An Unsupervised Approach to Identify an Optimal Detector for Application in EMG-Driven Robot-Assisted Therapy

Robot-assisted therapy contingent on the intention to move ensures the active engagement of patients during training. However, detecting the intention to move in severely impaired patients with no visible movement is a challenge where physiological signals such as Electromyogram signals (EMG) can be used. An effective EMG-driven robot-assisted therapy in severely impaired patients should provide naturalistic human-machine interaction, which requires an optimal EMG detector with high detection accuracy and low latency. Non-availability of ground truth about the presence/absence of EMG in severely impaired patients with no movement is a challenge, which hinders the computation of detection latency and accuracy. Therefore, this paper identifies an optimal EMG detector without the ground truth about the presence of residual EMG signals. An unsupervised approach using total variation distance was used for this purpose to distinguish between the rest state when the muscle is fully relaxed and the move state where there could be muscle activity.
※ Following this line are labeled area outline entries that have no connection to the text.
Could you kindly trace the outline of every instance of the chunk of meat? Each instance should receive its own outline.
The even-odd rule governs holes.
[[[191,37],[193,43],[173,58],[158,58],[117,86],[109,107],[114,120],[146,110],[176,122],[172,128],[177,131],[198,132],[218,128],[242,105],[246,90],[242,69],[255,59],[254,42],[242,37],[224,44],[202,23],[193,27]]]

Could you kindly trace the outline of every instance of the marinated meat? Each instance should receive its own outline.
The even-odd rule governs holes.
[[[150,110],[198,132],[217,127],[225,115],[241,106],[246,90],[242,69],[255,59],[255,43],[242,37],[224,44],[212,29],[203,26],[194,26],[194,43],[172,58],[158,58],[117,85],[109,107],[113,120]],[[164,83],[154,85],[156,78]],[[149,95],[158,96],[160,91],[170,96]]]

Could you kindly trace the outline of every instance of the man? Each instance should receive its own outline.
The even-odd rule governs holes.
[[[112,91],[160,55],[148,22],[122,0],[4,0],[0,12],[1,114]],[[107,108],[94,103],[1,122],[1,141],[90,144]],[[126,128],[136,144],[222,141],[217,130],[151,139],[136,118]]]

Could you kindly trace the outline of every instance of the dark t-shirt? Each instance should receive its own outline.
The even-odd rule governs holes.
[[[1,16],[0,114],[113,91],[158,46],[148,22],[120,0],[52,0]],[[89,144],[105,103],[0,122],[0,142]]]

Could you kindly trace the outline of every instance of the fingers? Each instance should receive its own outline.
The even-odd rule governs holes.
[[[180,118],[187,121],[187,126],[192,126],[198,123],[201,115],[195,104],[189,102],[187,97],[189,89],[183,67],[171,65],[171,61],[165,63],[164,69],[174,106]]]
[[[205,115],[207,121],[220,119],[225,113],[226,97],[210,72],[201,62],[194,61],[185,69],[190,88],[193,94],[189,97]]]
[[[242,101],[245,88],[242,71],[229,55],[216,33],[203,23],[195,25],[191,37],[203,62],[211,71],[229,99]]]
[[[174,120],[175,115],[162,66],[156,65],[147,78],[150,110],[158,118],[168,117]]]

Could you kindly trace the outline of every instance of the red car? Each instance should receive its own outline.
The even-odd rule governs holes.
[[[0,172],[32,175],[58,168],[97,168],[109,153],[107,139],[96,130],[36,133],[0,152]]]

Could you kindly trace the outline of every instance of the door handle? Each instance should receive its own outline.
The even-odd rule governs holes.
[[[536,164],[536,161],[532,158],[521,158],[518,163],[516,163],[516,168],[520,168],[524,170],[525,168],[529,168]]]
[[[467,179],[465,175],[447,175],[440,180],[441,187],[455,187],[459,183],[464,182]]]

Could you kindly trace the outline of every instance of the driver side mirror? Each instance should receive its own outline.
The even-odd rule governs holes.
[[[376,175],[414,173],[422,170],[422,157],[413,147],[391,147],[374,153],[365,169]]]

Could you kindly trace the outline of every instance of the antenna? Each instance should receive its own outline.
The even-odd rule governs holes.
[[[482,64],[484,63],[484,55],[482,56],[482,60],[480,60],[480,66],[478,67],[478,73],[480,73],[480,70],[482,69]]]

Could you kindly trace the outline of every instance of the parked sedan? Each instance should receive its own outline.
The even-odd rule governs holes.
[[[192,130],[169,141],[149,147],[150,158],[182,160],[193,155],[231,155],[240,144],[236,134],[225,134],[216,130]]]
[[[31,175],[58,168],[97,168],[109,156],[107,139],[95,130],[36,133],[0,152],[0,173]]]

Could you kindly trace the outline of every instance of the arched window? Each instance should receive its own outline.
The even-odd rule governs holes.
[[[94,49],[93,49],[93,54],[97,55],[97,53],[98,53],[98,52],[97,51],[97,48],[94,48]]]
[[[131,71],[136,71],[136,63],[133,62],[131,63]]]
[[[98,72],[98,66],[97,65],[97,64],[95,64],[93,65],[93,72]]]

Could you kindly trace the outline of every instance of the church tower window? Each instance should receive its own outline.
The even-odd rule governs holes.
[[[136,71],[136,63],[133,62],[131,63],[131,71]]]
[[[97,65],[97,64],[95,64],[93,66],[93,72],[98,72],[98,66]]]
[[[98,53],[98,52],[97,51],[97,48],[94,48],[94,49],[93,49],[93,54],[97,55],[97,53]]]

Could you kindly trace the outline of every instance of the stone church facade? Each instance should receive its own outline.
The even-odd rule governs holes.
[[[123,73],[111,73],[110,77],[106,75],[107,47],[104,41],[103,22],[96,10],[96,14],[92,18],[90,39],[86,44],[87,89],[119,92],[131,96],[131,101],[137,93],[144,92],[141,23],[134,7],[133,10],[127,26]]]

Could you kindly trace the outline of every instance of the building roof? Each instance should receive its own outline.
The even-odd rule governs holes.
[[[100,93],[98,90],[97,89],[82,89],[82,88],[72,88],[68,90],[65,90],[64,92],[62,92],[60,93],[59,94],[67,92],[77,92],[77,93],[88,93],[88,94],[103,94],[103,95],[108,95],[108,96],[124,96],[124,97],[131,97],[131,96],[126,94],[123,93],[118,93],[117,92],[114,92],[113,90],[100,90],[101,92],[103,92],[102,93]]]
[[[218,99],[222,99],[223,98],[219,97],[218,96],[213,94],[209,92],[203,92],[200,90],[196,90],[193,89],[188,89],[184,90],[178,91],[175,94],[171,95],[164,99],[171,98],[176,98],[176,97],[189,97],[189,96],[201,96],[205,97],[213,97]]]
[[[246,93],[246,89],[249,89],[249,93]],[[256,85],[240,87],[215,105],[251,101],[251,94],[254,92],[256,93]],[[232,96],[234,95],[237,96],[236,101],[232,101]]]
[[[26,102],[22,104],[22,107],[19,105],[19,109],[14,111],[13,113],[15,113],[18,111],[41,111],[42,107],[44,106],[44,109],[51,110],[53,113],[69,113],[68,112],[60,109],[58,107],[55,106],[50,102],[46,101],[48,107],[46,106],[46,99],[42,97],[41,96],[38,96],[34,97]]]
The analysis was done on residual EMG data from one severely impaired stroke patient. The results reveal that the modified Hodges and approximate generalized likelihood ratio (AGLR) detectors maximally separate the rest and move states. The AGLR detector showed poor performance in both detection latency and accuracy, whereas the modified Hodges detector demonstrated better performance, making it a potentially better choice for personalized EMG-driven robot-assisted therapy.